A minha mãe está doente
A minha mãe está doente, não sabe o que tem nem quer saber. Só sabe que tem medo. O Verão está quase a terminar e os dias estão frios. O tio do Carel mandou-lhe uma carta a dizer que se nós não sairmos do prédio em quinze dias chama a polícia.
- Tens que ir para Portugal e levar a Luna. –diz a minha mãe. - Tens que pedir ao teu pai que te ajude.
- Nem penses. – respondo-lhe. – Quando saí de casa foi para nunca mais voltar.
- Então pede ao Romão que te ajude. Ele é o pai da Luna.
- Também o deixei a ele. Não volto atrás.
- E nesse caso vais fazer o quê, podes dizer-me?
- Não sei.
- Eu e o Luca vamos viver no hotel onde tu trabalhaste, não temos dinheiro para tomar conta de ti e da Luna, tu já não nem tens emprego, como é que te vais sustentar?
O meu estômago contrai-se e os meus olhos começam a ficar cheios de lágrimas. Viro-lhe as costas sem lhe responder. Desço as escadas e saio. Faz um sol morno de princípios de Outono, e olho para a minha longa sombra enquanto caminho sem destino, ao longo do canal ao fim da rua. Hoje não tenho dinheiro nem para comprar fraldas para a Luna. As lágrimas saltam-me dos olhos e tenho que me sentar na entrada de um prédio com a cara escondida entre os braços. Choro. Não sei que mais fazer. A Priscila também foi despedida porque acabou o Verão e não há turistas. Ela vive em quartos de hotel com o namorado e não me pode ajudar. A minha mãe está doente e assustada, o Luca não tem dinheiro para comermos. O Carel não consegue convencer o tio a deixar-nos ficar no prédio. E então ouço:
- Hello, beautiful girl, why are you crying?
Olho para cima e vejo dois viciados em heroína a sorrirem-me com um ar interessado.
- I don’t have money to buy diapers for my baby.– respondo-lhes.
- Oh, don’t worry, we can help you! – dizem-me. – We can take you to a hospital, they will give you some diapers! Wanna come with us?

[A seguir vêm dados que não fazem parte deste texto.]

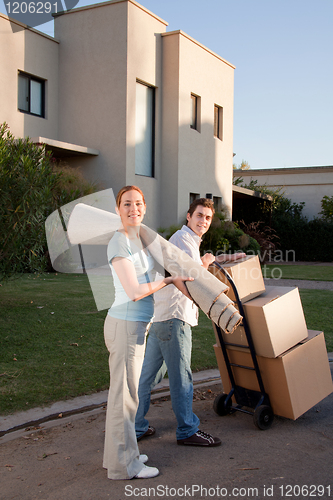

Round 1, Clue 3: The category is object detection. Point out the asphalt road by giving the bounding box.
[0,374,333,500]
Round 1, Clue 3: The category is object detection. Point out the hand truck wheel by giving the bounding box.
[213,394,232,417]
[253,405,274,431]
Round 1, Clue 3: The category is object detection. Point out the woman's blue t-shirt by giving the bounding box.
[108,231,154,323]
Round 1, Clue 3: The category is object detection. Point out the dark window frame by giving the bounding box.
[214,104,223,141]
[17,71,46,118]
[135,78,157,179]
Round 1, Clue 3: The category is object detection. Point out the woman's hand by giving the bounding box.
[172,276,194,300]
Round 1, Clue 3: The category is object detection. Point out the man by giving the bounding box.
[135,198,244,446]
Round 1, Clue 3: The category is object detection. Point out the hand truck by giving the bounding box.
[212,262,274,430]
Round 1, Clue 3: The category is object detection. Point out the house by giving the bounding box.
[0,0,235,229]
[233,166,333,220]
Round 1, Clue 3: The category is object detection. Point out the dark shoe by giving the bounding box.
[177,430,221,446]
[136,425,156,441]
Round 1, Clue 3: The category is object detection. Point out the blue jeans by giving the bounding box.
[135,318,200,439]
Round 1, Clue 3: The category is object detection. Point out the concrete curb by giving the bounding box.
[0,352,333,443]
[0,369,221,443]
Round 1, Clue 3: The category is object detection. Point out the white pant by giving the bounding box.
[103,315,150,479]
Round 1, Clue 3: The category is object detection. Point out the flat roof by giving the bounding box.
[233,165,333,177]
[161,30,236,69]
[53,0,168,26]
[232,185,273,201]
[31,137,99,157]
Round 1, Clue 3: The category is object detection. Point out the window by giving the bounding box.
[135,82,155,177]
[190,193,200,205]
[18,72,45,118]
[213,196,222,212]
[214,104,223,141]
[190,94,201,132]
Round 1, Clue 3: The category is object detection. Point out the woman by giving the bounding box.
[103,186,192,479]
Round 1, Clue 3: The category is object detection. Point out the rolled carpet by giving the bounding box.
[48,203,242,333]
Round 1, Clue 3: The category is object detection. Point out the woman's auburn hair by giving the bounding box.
[116,186,146,208]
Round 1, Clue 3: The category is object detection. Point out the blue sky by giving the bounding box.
[0,0,333,169]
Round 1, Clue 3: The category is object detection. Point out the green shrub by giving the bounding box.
[0,123,95,279]
[232,179,333,262]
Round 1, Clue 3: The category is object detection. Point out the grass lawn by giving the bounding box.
[0,272,333,415]
[262,264,333,281]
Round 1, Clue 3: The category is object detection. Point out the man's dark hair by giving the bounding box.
[187,198,215,217]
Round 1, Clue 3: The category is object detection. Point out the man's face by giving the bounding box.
[186,205,213,238]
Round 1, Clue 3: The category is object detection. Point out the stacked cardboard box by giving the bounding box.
[210,257,333,420]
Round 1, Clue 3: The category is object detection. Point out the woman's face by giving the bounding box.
[116,189,146,228]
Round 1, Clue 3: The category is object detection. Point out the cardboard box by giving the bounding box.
[243,286,308,358]
[214,330,333,420]
[214,286,308,358]
[208,255,265,303]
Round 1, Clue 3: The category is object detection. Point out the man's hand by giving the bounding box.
[172,276,194,300]
[214,252,246,264]
[201,253,215,269]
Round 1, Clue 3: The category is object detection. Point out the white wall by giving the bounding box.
[234,166,333,220]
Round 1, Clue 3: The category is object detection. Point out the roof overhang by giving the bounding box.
[31,137,99,158]
[232,185,273,201]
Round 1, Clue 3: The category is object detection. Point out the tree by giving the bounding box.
[0,123,96,279]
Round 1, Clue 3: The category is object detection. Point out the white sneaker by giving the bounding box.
[139,455,148,464]
[134,465,160,479]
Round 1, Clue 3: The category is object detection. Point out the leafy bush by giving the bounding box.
[158,212,260,255]
[233,177,333,262]
[0,123,94,279]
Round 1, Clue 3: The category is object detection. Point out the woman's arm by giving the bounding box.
[112,257,193,302]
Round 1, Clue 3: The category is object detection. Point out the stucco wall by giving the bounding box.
[0,14,59,139]
[162,31,234,223]
[126,3,167,228]
[234,167,333,219]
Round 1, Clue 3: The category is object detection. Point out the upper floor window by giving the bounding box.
[135,82,155,177]
[214,104,223,141]
[18,71,45,118]
[190,94,201,132]
[190,193,200,205]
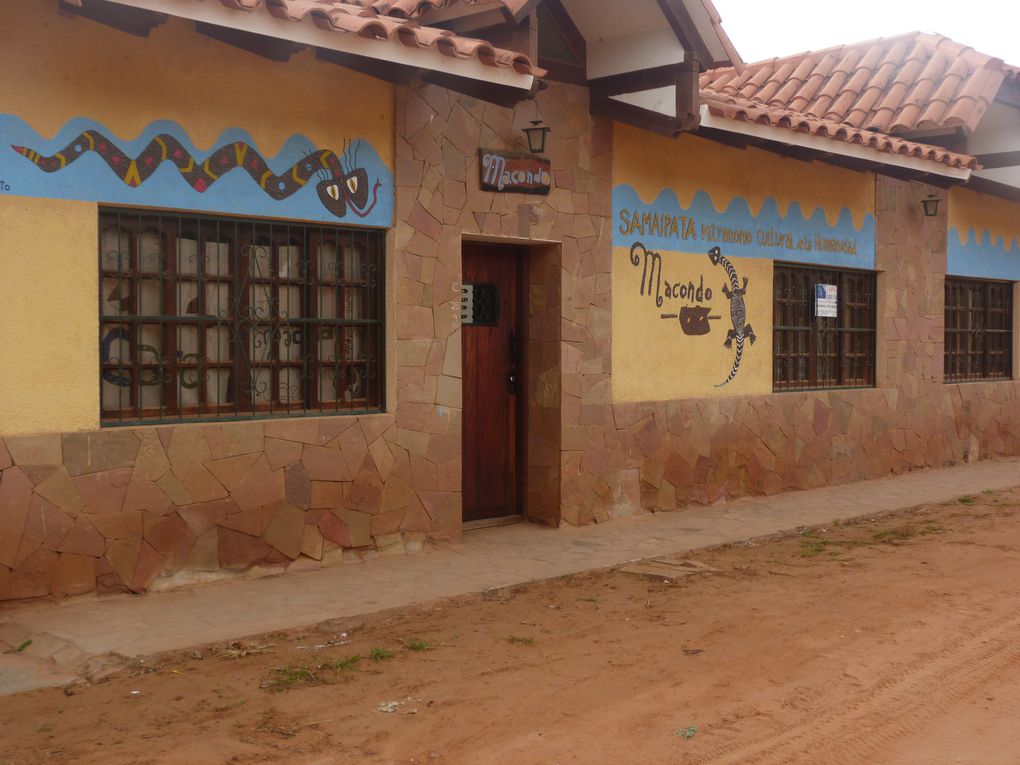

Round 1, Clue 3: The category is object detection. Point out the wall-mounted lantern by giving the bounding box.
[921,194,939,218]
[524,119,551,154]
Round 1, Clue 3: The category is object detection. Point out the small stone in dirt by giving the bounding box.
[82,651,131,682]
[315,616,365,634]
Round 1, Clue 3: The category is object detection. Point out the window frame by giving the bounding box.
[97,205,387,427]
[942,274,1015,385]
[772,262,878,393]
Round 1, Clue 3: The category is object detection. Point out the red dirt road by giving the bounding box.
[0,490,1020,765]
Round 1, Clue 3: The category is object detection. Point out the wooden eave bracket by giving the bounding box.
[588,58,701,138]
[195,21,308,63]
[58,0,167,37]
[996,80,1020,109]
[503,0,540,23]
[975,151,1020,170]
[657,0,716,66]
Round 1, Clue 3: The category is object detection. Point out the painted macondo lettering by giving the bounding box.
[630,242,712,308]
[481,154,553,191]
[808,234,857,255]
[619,207,698,239]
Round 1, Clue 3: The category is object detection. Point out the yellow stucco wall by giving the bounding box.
[949,188,1020,249]
[613,122,875,226]
[0,0,394,436]
[0,0,394,167]
[613,247,772,401]
[0,197,99,436]
[612,123,875,401]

- OK. – aceito, e levanto-me. Eles sorriem-me, contentes não sei bem com o quê. Devem ser os dois viciados em heroína mais felizes e energéticos que já vi. Levam-me até à Estação Central, onde apanhamos o metro sem pagar. Saímos quatro paragens depois, em Wibautstraat, e andamos um pouco até ao hospital. Eles entram, comigo atrás, sem perguntarem nada a ninguém e põem-se a percorrer corredores como se fossem enfermeiros. Levam-me à secção dos bebés, e então encontram uma enfermeira pelo caminho e pedem-lhe fraldas. Ela olha-nos com um ar um tanto indefeso, e diz:
- I’m not sure I’m suppose to give you diapers, you know?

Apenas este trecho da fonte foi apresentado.